雨のコンディションでも危なげなく日本選手権を18連覇した室伏広治雨のコンディションでも危なげなく日本選手権を18連覇した室伏広治 だんだんと強くなる、雨の中での戦い。日本選手権初日、6月8日の午後7時から始まった男子ハンマー投げ決勝で、室伏広治は慎重な投てきをした。

 1投目の投てきは若干足もとが滑ったのか、きっちりフィニッシュしないような投げで71m61。2投目はそれを72m72まで伸ばし、3投目は72m85。その時点で2位が67m66だと確認すると、4投目以降の投てきはパスし、他の選手の出方をうかがう体勢に入った。
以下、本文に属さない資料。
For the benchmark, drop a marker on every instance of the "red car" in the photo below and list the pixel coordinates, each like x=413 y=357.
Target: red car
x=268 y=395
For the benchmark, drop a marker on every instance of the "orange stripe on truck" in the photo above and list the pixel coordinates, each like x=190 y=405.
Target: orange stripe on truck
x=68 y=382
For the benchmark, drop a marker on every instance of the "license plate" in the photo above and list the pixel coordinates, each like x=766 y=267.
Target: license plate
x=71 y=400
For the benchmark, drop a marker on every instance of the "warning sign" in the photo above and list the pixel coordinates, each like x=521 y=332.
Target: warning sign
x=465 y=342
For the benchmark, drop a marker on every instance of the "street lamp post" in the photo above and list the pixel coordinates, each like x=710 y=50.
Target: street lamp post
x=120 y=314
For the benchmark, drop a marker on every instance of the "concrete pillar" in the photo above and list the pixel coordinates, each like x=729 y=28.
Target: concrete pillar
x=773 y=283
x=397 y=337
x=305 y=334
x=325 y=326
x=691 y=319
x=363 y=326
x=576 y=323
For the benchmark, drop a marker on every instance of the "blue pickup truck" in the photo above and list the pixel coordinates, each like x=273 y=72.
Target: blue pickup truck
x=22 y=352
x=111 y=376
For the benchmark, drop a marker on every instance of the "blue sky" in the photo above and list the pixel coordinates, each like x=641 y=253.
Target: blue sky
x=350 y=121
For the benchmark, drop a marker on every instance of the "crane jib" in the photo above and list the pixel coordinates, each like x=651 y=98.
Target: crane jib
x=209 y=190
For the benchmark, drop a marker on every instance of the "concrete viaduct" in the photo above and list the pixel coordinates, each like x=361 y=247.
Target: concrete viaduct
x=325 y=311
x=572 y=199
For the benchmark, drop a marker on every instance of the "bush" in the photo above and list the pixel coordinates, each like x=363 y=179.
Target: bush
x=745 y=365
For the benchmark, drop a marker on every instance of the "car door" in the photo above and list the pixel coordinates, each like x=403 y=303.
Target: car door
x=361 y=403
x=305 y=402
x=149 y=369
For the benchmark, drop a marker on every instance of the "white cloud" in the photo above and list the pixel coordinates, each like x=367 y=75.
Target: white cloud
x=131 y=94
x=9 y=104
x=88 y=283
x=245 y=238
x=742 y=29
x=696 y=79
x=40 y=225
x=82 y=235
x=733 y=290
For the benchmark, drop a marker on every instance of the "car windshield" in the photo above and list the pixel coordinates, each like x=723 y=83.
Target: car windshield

「トーレ・グスタスフォンコーチから『もう止めた方がいいんじゃないか』とアドバイスされ、4投目からは控えました。雨で気温も低くなり、身体が冷えてしまって支障が出ることもあるので」

 こう話す室伏は、6投目の投てきで2位の野口裕史が71m22まで記録を伸ばしたものの、順位が逆転しないことを確認し、審判に再度試技のパスを伝えて試合を終えた。優勝記録は3回目の『72m85』。彼自身が2連覇を達成した1996年(70m38)に次ぐ低記録ながら、日本選手権の連覇を18に伸ばした。

「記録はあまり良くなかったかもしれないけど、雨だったので無理に記録を狙うこともなかった。それは次の試合にすればいいこと」

 昨年の世界選手権優勝でロンドン五輪代表を内定させている室伏にとって、この大会は『出場しない』という選択肢もあった。だが、日本のファンに競技する姿を見せておきたいという思いや、試合間隔として時期的に出ておくのもいいという考えがあった。さらに天候不順なロンドンでは、試合当日が雨になる可能性もある。そのシミュレーションにもなると考えたからだ。

「雨の中での試合は、なかなか少ない。それを体験し、対策を練るという意味では良かった。シューズメーカーと雨用シューズの打ち合わせもしているので、そのデータも取りたいと思っていたし。いい予行演習になりました」

 今回は記録こそ72m台だったが、これまでの練習の状態からいえば、昨年の日本選手権で記録した『77~78m』は投げられる程度に仕上がっているという。

 世界の記録を見れば、世界選手権3度優勝で北京五輪3位のイワン・ティホン(ベラルーシ)の『82m81』を筆頭に、2011年世界選手権2位のクリスチャン・パルシュ(ハンガリー)が『82m28』で続いている状況。昨年の世界選手権後に室伏は、「来年(2012年)の五輪の優勝記録は、83m台になるだろう」と予言していたが、その通りになりそうな気配だ。だが、それでも室伏は、ライバルの記録に動揺する様子は見せない。